その言葉に胸が痛み私は思わずきゅっと目を瞑る。


「…ごめん…柊くん。楽しみにしてたのに、本当にごめん…。」

「そうじゃなくって!」

電話越しに柊くんは突然声をあげた。


「…っ、すごい、心配したんだ…。
なのにどうするコトも出来なくて…

…なんで俺は真陽が辛い時に傍に居てあげられないんだって…こんな時にどうして離ればなれなんだって…それが悔しいんだ!!」


そう言った柊くんの声は、涙声で。

私は言葉を失って、ただ携帯を握り締めていた。


「真陽のメール見た時、びっくりしたんだ。

いっつも丁寧なメール送ってくる真陽が、短くて誤字だらけのメール送ってくるなんて。お祭りに行けなくなったコトよりそっちの方がショックだった。

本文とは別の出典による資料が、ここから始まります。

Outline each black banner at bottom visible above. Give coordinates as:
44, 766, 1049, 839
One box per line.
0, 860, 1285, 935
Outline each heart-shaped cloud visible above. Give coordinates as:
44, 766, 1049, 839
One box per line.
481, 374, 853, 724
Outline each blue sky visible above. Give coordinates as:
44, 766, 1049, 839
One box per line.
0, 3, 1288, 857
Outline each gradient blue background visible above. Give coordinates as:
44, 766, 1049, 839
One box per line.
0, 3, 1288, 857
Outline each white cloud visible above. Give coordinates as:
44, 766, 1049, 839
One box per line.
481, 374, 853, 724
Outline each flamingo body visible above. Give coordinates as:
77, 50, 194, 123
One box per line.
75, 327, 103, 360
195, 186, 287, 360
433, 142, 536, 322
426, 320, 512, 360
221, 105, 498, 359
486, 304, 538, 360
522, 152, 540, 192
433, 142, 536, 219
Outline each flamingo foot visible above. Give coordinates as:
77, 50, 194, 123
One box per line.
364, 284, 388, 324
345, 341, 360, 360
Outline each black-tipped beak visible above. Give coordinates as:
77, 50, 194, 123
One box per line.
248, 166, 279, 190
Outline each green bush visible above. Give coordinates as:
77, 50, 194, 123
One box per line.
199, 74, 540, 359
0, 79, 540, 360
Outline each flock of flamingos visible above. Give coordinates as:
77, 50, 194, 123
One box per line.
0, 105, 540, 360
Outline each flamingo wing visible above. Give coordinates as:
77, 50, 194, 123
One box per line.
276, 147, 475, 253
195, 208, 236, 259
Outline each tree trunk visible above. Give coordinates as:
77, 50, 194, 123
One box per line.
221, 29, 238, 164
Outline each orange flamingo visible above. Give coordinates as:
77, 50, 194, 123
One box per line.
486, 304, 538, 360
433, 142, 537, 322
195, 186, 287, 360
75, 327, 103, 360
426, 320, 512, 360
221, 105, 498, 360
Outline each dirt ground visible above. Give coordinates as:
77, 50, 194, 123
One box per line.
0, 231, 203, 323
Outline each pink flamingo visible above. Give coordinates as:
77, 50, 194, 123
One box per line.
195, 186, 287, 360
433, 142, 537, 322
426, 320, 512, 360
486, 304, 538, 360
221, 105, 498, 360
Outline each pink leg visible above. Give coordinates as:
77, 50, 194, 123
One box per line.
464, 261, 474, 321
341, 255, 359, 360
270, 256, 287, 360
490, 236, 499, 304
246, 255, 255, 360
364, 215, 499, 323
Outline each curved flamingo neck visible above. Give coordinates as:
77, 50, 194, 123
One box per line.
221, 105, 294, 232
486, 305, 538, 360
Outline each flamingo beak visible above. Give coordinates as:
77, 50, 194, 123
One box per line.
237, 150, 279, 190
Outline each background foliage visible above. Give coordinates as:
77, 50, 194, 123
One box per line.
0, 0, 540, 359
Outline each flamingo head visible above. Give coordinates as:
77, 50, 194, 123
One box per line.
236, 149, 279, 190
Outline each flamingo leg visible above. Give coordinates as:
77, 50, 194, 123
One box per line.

よっぽど具合が悪いのか…傍に誰か居てまともにメールを打ってらんないのか。

すぐに電話したかったけど、もし傍に誰か居るんだったら…真陽に迷惑かけちゃうから。」

時々、鼻をすすり上げながら柊くんは言った。

「仕事も休んでるって、熱が高いらしいって聞いても俺にはどうするコトも出来なくって...。」

「柊くん…」

「真陽が辛い思いしてるかも知れないのになんで俺は傍にいてあげられないんだろうって、

そんで...きっと今、真陽の傍には婚約者のヤツが居て、ソイツが真陽の看病してるのかと思うと…俺、スゴい悔しくてっ…」


電話の向こうの柊くんは、そう言って辛そうに泣いていた。